Changing the encoding this way is only a temporary solution. If you close and reopen the file, it will be shown with the default encoding again. While you could change the default in Options, Configure File Types, Encoding, your file still won’t be displayed correctly on other people’s computers, and other files on your computer may now be displayed incorrectly.

The solution is to add the proper meta tag. In EditPad (Lite and Pro), you can paste it right in:

If you then try to save the file, EditPad will give you a warning:

The warning may seem a bit scary because it’s so verbose, but it’s really quite simple. We pasted a meta tag that says TIS-620 into a file that EditPad is showing with the Windows 1252 code page. EditPad knows that when you open the file again in EditPad or in a browser, it will be displayed with TIS-620 (or Windows 874) instead of Windows 1252. EditPad asks you to choose which is correct: the encoding specified by the meta tag, or the encoding EditPad is displaying the file with.

In this case, we pasted in the correct meta tag into a file that EditPad is displaying with the wrong encoding. The proper response to the warning is to click the Keep Meta Tag button. EditPad then saves the file, and automatically updates the display to use Windows 874 as the meta tag specifies.
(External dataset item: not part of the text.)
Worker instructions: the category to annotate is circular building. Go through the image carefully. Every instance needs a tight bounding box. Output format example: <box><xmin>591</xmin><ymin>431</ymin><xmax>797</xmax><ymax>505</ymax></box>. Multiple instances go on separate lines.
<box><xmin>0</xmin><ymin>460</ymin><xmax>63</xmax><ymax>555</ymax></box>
If you want to avoid the warning, you’d have to use Convert, Text Encoding first to interpret the file as Windows 874, then paste in the meta tag, and then save.
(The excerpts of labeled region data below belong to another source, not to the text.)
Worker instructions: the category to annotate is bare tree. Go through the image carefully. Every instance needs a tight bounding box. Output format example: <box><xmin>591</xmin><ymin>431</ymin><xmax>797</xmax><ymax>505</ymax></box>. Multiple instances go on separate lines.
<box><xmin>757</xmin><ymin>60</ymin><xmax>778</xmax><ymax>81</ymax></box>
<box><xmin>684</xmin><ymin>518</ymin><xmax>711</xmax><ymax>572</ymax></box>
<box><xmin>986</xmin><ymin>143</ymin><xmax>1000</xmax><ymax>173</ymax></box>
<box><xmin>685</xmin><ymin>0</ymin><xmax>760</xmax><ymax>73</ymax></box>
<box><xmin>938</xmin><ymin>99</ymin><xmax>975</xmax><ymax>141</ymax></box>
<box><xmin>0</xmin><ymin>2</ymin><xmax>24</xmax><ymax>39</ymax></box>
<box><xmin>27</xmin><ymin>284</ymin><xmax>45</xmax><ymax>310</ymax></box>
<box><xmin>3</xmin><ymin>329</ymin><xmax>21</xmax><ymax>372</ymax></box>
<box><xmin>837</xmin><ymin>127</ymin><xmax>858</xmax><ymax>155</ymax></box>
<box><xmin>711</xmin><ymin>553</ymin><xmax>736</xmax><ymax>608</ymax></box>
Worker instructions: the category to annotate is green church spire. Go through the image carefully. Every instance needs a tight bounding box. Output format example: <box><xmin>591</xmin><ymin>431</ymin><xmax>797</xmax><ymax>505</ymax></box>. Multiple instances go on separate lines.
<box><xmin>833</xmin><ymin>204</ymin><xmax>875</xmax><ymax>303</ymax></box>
Now for a different scenario. Say you have created a proper English web page using the ISO-8859-1 code page, better known as Latin 1:

You send this file to your Thai translator, who uses Notepad to come up with this:

Your translator saves the file using the ANSI setting in Notepad, which means Windows 874 on a Thai computer. Notepad doesn’t care about the incorrect meta tag. It only supports UTF-8, UTF-16, and “ANSI”, which means whichever Windows code page that happens to be your computer’s default. But when you open your translator’s file in your browser or in EditPad, you get:

That’s obviously not right. While you could fix this by pasting in the right meta tag like we did earlier, let’s assume you don’t know which meta tag to use for Thai. To get the file to display correctly in EditPad, you use the Text Encoding item in the Convert menu to interpret the file with Windows 874 for Thai. That’s easy, because the Text Encoding dialog box indicates the languages that each encoding is used for, and it shows a preview of what the file will look like. Now the text is readable:

But the meta tag is still wrong. When you save, you get the same warning as you did before:

This time, EditPad is showing the file with the Windows 874 code page, but EditPad knows that when you open the file again in EditPad or in a browser, it will be displayed with the ISO-8859-1 code page specified by the meta tag. Again, EditPad asks you to choose which is correct: the encoding specified by the meta tag, or the encoding EditPad is displaying the file with.

This time, the meta tag is wrong. Thus, you need to click the Change Meta Tag button. This tells EditPad to keep the file’s display as it is, but to change the charset=ISO-8859-1 bit in the HTML file into charset=tis-620.

EditPad knows the code page names of all the encodings that is supports. If you don’t know the proper meta tag, EditPad will correct it for you if you specify a valid but incorrect meta tag. E.g. if your file specifies charset=utf-8 but you’re not using UTF-8, EditPad will offer to change. If your file specifies charset=doesnotexist, EditPad ignores the meta tag that it doesn’t understand.